KFZ-Blog :- Automobiles ungebremst

Von Autos und anderen Mobilen

Fahrspaß soll nicht mehr beworben werden dürfen

Abgelegt unter: Verkehr — Andre at 1:08 pm on Mittwoch, Mai 14, 2008

EU-Umweltkommissar Stavros Dimas schießt sich immer weiter auf die Autoindustrie ein und läuft langsam Gefahr, sich lächerlich zu machen. Dass Fahrzeuge mit miserablen Abgaswerten der Vergangenheit angehören müssen und der Kohlendioxidausstoß sich in passablen und technisch machbaren Grenzen bewegen sollte, dagegen ist nichts einzuwenden. Den Herstellern aber vorschreiben zu wollen, wie sie ihre Produkte bewerben dürfen, geht doch gleich mehrere Schritte zu weit. Ende Mai soll die entsprechende Idee präsentiert werden. Sie schnürt Industrie und Werbeagenturen in ein derart enges Korsett, dass witzige, spannende oder ansprechende TV-Spots und Anzeigenkampagnen Seltenheitswert bekommen.

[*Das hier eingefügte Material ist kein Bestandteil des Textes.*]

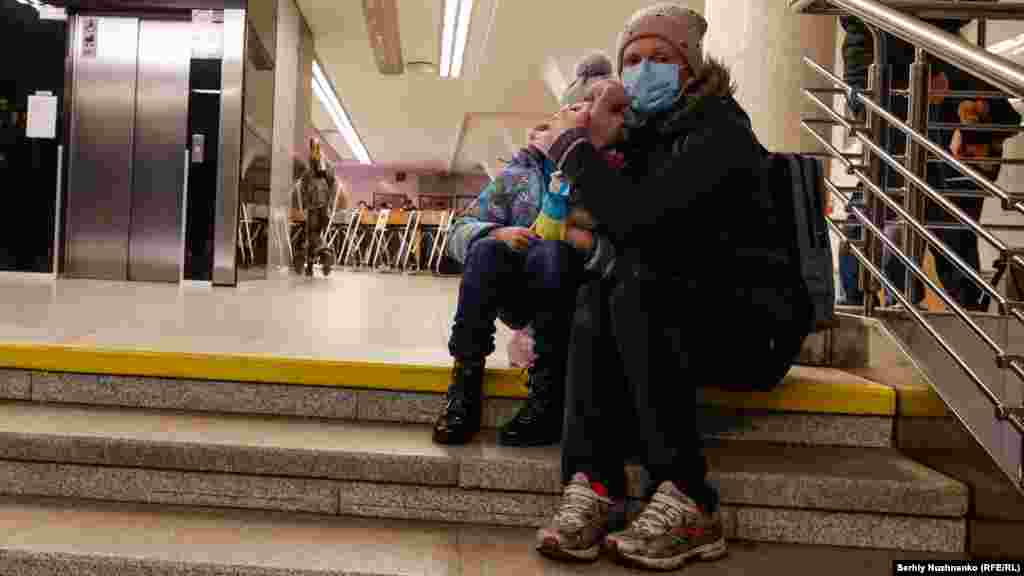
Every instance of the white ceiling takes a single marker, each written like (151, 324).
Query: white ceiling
(421, 121)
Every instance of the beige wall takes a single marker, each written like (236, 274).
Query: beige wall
(763, 43)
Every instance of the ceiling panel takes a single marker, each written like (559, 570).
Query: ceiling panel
(414, 119)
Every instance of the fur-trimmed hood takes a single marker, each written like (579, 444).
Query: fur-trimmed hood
(711, 91)
(713, 80)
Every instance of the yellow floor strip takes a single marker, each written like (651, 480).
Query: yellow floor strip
(805, 389)
(920, 403)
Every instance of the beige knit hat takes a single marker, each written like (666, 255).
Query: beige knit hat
(590, 70)
(673, 23)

Geht es nach der EU-Kommission darf nicht mehr mit Sportlichkeit oder Fahrspaß geworben werden. Das könnte ja davon ablenken, dass der Wagen zu viel Sprit schluckt und die von den Brüsseler Bürokraten ausgelosten CO2-Werte nicht einhalten kann. Auch die Eleganz ist ein Faktor, der aus Sicht von Stavros Dimas nichts in der Werbung verloren hat. Dafür soll nun in jedem Spot und jeder Anzeige in einer genau definierten Größe der Abgaswert gezeigt werden. EU-Industriekommissar Günter Verheugen sagt zwar „pfui“ und verlangt: „Hände weg von der Werbung“. Unternommen hat er nur wenig gegen den „Amtsschimmel“ und muss sich dafür nun die Kritik der deutschen Kollegen im Europa-Parlament gefallen lassen. Sie sehen vor allem den wirtschaftlichen Schaden, der eintreten könnte, wenn die Hersteller ihr 1,5 Milliarden Euro schweres Werbebudget alleine für die Zeitungen beschneiden.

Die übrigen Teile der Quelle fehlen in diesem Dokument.